The waiter came with the coffee, Colemore lit a cigarette and stared absently across the room until the man had tidied up the table and gone.
"What you really mean, I suppose," said Anthony at last, "is that you want me to go and get the stuff for you." He spoke in a slightly contemptuous tone; ever since Symes had had to apologize for Eddie's shortcomings the initiative seemed to have passed to Colemore, and he meant to keep it.
"I didn't mean anything of the sort," protested Symes. "I think it's far too dangerous."
"That's for me to decide. Where is the stuff?"
"But---" began Symes. Colemore looked at him, he stopped and began again. "I couldn't possibly allow you to take such a----"
"Where is the stuff?"
Symes gave in. "In the dining-room. Left of the front door as you enter. There's a fireplace in the room with an oak mantelpiece, you know, shelf above and flat panels either side of the fire. Behind the left-hand panel."
"I should think they've found it. In case they haven't, how does it open?"
"It's screwed to the wall. The heads of the screws are covered with plastic wood and don't show, but there are six of them. Two at the top, just under--"

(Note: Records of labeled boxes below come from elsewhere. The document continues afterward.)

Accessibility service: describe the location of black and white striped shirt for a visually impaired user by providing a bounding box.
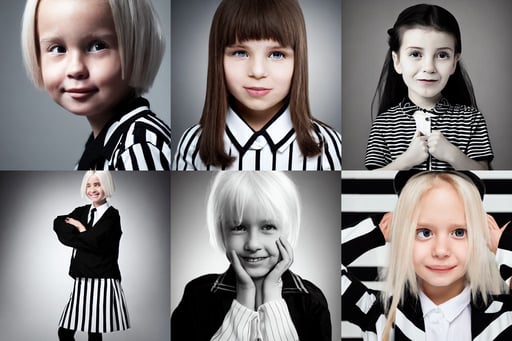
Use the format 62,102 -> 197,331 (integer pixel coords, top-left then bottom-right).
341,218 -> 512,341
76,97 -> 171,170
173,108 -> 341,170
365,98 -> 494,170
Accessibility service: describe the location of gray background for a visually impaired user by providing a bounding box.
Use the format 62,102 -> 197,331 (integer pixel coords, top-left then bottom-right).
0,0 -> 171,170
171,172 -> 341,340
0,171 -> 170,341
171,0 -> 341,151
342,0 -> 512,169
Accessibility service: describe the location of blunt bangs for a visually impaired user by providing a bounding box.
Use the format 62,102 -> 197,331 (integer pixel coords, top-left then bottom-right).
214,0 -> 305,50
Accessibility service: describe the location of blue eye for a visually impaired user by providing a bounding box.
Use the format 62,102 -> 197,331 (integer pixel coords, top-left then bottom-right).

"Heavens, man, I shouldn't have time to play about scraping wood off screw-heads. If I do it---if---I should take a two-foot tire-lever with me. I expect your friend the taxi-driver's got one. The thin end, that's the end you insert under the tire, wants grinding to a sharp chisle-edge. Can you get that done for me?"
"Certainly," said Symes, with a slight gasp. "Newman--that's the taxi-driver, you remember---has got a workbench in his garage. He'll do it."
Colemore nodded carelessly. "Very well, let him do it. I'll go down one night---not to-night---and look the place over. Then I can tell you whether I think it's possible. How do I find the house?"
Symes described the route from the station and Anthony listened, no one would have imagined that he knew the place at all.
"House on the left, you say. What's opposite? Only fields? I see. Yes, that's quite clear."
He rose from the chair and put his overcoat on. "Thanks for a pleasant evening," he continued. "I'll ring you up as soon as I've got any news for you. Good night and thanks again."
Symes looked as though there was a good deal more that he wanted to say, but Colemore nodded cheerfully and strolled out of the restaurant leaving him behind. Anthony walked to Piccadilly Circus and took a bus to Marble Arch.
"Moral ascendancy," he said to himself. "That's the idea. If only I can keep it up."